Vivo assim, encolhida, com a intensidade reduzida no nível que tu calculaste ser o certo para poderes abrir os  olhos, para ser tolerável e não luz intensa, que tudo ilumina, que não deixa espaço para sombras, que tudo revela, sem o sépia que disfarça as imperfeições.

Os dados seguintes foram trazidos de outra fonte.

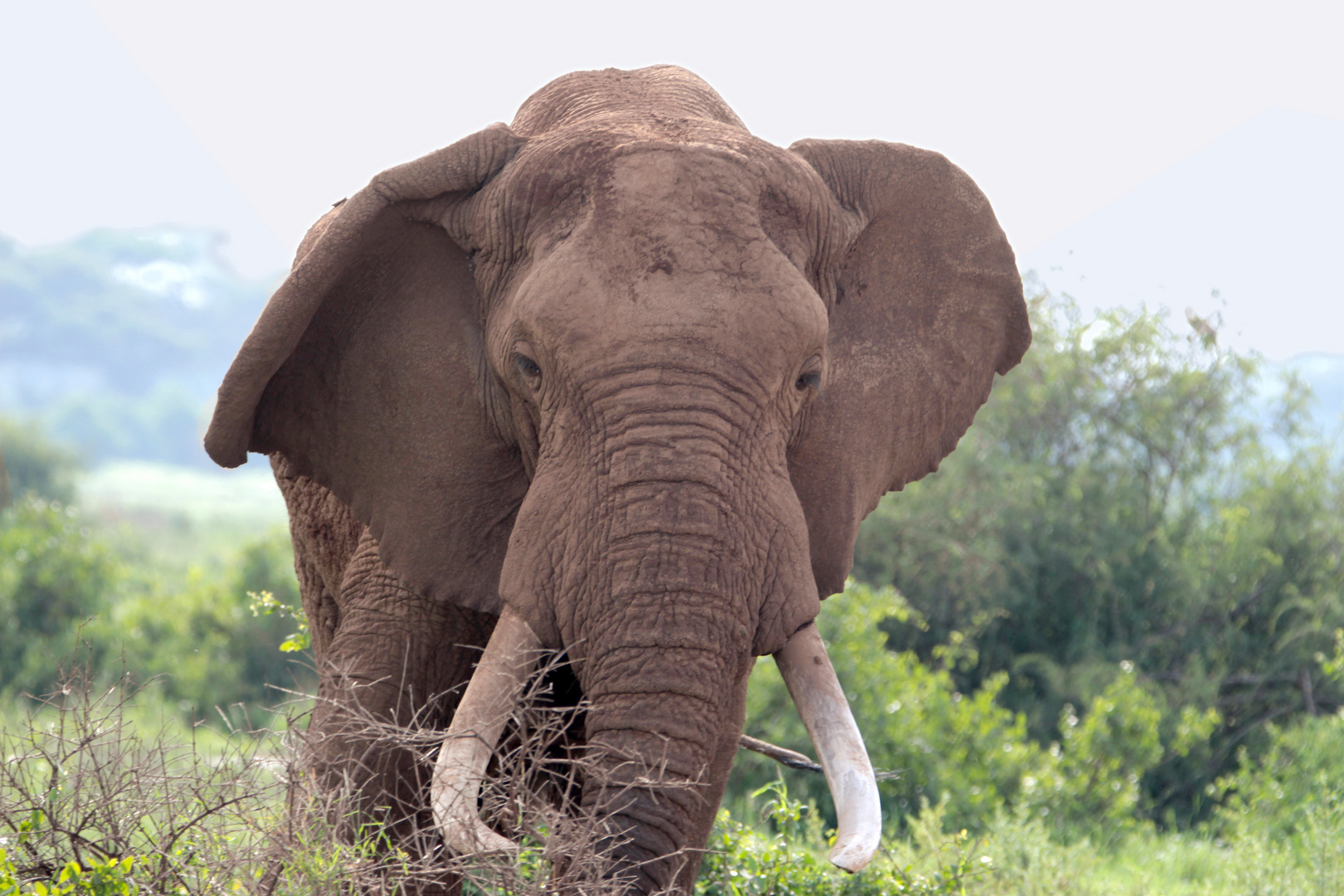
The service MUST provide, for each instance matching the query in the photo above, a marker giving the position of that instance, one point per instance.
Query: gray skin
(633, 373)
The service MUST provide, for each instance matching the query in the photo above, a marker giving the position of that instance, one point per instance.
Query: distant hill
(117, 340)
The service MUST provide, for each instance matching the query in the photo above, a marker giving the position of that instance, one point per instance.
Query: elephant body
(633, 377)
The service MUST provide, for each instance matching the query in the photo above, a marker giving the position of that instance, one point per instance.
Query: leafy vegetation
(1101, 652)
(1121, 500)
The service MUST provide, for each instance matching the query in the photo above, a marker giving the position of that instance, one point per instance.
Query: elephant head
(632, 377)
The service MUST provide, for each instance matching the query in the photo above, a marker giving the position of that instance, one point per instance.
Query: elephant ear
(929, 306)
(368, 373)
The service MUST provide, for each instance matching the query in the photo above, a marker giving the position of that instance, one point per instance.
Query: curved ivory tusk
(825, 712)
(489, 699)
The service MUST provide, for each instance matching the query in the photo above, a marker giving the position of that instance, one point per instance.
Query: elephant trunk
(659, 755)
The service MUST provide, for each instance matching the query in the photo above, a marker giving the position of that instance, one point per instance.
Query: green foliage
(264, 603)
(106, 878)
(967, 752)
(54, 579)
(914, 719)
(205, 640)
(1298, 779)
(743, 861)
(1121, 497)
(37, 465)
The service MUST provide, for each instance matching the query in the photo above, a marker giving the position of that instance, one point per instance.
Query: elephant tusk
(489, 700)
(825, 713)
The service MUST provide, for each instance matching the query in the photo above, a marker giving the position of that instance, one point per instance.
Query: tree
(1122, 497)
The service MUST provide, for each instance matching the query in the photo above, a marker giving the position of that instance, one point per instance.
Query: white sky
(254, 117)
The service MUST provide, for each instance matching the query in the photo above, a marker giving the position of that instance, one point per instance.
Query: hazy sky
(254, 117)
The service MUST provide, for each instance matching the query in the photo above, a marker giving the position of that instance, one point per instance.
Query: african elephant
(624, 377)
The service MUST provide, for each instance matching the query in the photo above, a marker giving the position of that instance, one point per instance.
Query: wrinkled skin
(633, 373)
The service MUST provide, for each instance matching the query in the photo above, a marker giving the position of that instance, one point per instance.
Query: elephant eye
(527, 367)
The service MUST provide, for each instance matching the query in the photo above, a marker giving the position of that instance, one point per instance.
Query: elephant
(619, 382)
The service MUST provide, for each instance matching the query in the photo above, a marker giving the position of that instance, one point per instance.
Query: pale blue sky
(1174, 147)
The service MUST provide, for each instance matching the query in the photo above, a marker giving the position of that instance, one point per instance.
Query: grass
(175, 516)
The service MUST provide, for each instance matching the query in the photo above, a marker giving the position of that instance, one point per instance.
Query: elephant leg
(396, 660)
(386, 657)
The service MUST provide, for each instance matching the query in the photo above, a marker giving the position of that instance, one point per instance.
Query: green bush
(1125, 497)
(207, 644)
(56, 578)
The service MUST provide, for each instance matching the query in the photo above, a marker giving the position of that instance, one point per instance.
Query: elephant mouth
(514, 652)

Tu não sabes que, quando não estás, experimento rodar o botão. Achaste que o cravavas bem fundo, num sítio onde eu não chegasse. E eu sei que não te devo dizer que lhe chego. Estendo a mão e rodo devagarinho, para me habituar a mim mesma, esquecida do que sou neste tom suave em que me manténs. Aos poucos consigo habituar-me a ver tudo sem sombras e sem filtro suavizante. E nada me parece feio e assustador, apenas inteiro e vivo. Sei que tenho de voltar a rodar o botão para a posição em que o deixaste, decorei-a com a ponta dos dedos. Despeço-me devagar do brilho do que é a vida inteira e sinto-me encolher de novo. Um dia, talvez consiga perder o medo de que os outros não consigam abrir os olhos na minha presença. Nesse dia fujo. Arranco o botão, com ele no máximo e saio para o mundo. E sei que não me seguirás, porque se calhar só tu não consegues abrir os olhos.